Decision rule
Which family fits?
The decision rule, in one page. Five questions to answer before your team starts building. Bookmark this page.
The five questions
- Is the input structured (rows + columns) or unstructured (free text, images, audio)?
- Do I need a number / class as output, or a sentence?
- What is my latency budget? Sub-100ms or seconds?
- Do I need to explain the answer to a regulator?
- How much labeled training data do I have? Hundreds, thousands, or millions?
Answer those five and the family usually picks itself.
The map
| Shape of problem | Family | Why |
|---|---|---|
| Structured + number/class out + sub-100ms + auditable | Family 1: Classical ML | Tabular data’s home. Gradient boosting wins on accuracy, latency, cost, interpretability. |
| Image / video / audio / time-series + real-time | Family 2: Specialist DL | Pre-LLM specialists are faster and cheaper on their modality. |
| Free-form text in or out + latency in seconds OK | Family 3: Foundation Models | Open shape, generative output, handles novel queries. |
| Sequential decisions + clear reward + cheap to try | Family 4: RL | The only family that can act, not just predict. |
| None of the above. Rules and SQL would do | Family 0: Don’t use AI | Half of “AI projects” should be a SQL query and a dashboard. |
Three audit questions for any AI proposal
When your team brings you an AI roadmap item, ask these three before you greenlight:
- Which family is this?If they don’t use family vocabulary, that’s a signal they haven’t thought about it.
- Show me your evals. No evals, no project. Just a demo.
- Show me one production trace.If they can’t, they don’t have observability. They can’t debug. They can’t ship.
Three audit questions for any AI vendor
When a vendor pitches you AI, ask these three before you sign:
- Which family powers your product?Many wrap an LLM and call it AI. That’s fine if Family 3 fits the problem shape, expensive if it doesn’t.
- What’s your latency at the 95th percentile? Demos show p50. P95 is what your customers feel.
- What happens when the model is wrong? A vendor without a hallucination-aware UX has a brittle product.
Common misclassifications
- Audit your current AI roadmap by family. Find the misfits.
- Ask the three vendor questions of the next AI vendor that pitches you.

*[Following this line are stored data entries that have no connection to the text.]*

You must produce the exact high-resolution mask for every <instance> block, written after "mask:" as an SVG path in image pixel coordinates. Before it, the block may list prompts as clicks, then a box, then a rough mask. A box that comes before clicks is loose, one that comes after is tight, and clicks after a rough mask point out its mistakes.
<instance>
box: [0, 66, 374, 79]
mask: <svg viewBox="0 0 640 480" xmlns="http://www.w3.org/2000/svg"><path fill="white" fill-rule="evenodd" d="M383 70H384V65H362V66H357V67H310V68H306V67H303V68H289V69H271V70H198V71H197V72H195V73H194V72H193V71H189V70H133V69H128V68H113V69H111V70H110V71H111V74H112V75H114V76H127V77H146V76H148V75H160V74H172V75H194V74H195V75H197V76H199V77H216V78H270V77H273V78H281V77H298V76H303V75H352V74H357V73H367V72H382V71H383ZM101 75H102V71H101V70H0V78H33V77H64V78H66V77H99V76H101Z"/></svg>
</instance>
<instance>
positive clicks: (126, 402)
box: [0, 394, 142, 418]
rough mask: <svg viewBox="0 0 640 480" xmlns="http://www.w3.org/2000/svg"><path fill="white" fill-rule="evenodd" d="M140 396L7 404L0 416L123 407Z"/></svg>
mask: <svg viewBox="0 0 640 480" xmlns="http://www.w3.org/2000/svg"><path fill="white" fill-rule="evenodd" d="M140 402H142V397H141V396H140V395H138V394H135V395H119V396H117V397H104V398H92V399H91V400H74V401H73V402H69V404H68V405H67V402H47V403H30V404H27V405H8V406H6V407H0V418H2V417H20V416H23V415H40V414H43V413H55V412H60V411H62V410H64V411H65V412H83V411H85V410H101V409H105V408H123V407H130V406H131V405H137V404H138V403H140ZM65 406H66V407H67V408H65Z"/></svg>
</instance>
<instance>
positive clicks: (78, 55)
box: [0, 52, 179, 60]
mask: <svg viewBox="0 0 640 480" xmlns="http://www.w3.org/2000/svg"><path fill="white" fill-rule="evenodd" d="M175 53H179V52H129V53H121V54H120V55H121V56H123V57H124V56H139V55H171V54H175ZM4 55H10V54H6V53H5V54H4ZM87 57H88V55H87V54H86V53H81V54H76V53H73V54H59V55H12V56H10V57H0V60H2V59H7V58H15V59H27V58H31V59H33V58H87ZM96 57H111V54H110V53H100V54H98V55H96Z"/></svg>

- Subscribe to one technical newsletter you will actually read. latent.space, simonwillison.net, and deeplearning.ai/the-batch are the strongest in 2026.
Frequently asked questions
Should I use an LLM to predict customer churn?
No. Customer churn data is tabular (rows of customers with columns of features), and Family 1 classical ML wins on every dimension that matters: accuracy, latency, cost, interpretability. Gradient boosting (XGBoost, LightGBM) is the default winning method on tabular data and is orders of magnitude cheaper than calling an LLM per prediction.
When should I use RAG instead of fine-tuning an LLM?
Use RAG when the model lacks knowledge about your specific data (documents, help center, product catalog). Use fine-tuning when the model has the knowledge but does not behave the way you need (tone, format, refusal patterns). Test prompting first, RAG second, and fine-tune only when both fail. Most teams reach for fine-tuning when they actually need RAG.
Which AI family fits real-time computer vision on a production line?
Family 2, specialist deep learning. Models like YOLO ship at 30 frames per second on a line camera, fully on-device, with sub-100ms latency. Foundation model vision APIs (Claude Vision, GPT-4o) are too slow and too expensive per inference for real-time industrial use cases.
Is reinforcement learning ever the right choice for a startup?
Rarely. Family 4 reinforcement learning fits sequential decisions with a clear reward signal and cheap-to-simulate environments: trading, robotics, recommendation ranking, post-training of LLMs. If your problem is one-shot prediction, classification, or generation, you do not need RL. The infrastructure cost is high and the talent is scarce.
How do I audit an AI vendor's product?
Ask three questions. First, which family powers the product? Many vendors wrap an LLM and call it AI, which is fine if Family 3 fits the problem shape and expensive if it does not. Second, what is the p95 latency under load? Demos show p50; customers feel p95. Third, what happens when the model is wrong? A vendor without a hallucination-aware UX has a brittle product.
What is the production triad every AI team needs?
Eval, trace, loop. Evals define what good looks like before you ship. Traces let you reconstruct what happened when a user reports a bad output. The loop is build, eval, fix, ship, repeat with a tighter eval each time. A team that cannot show you all three is building a demo, not a product.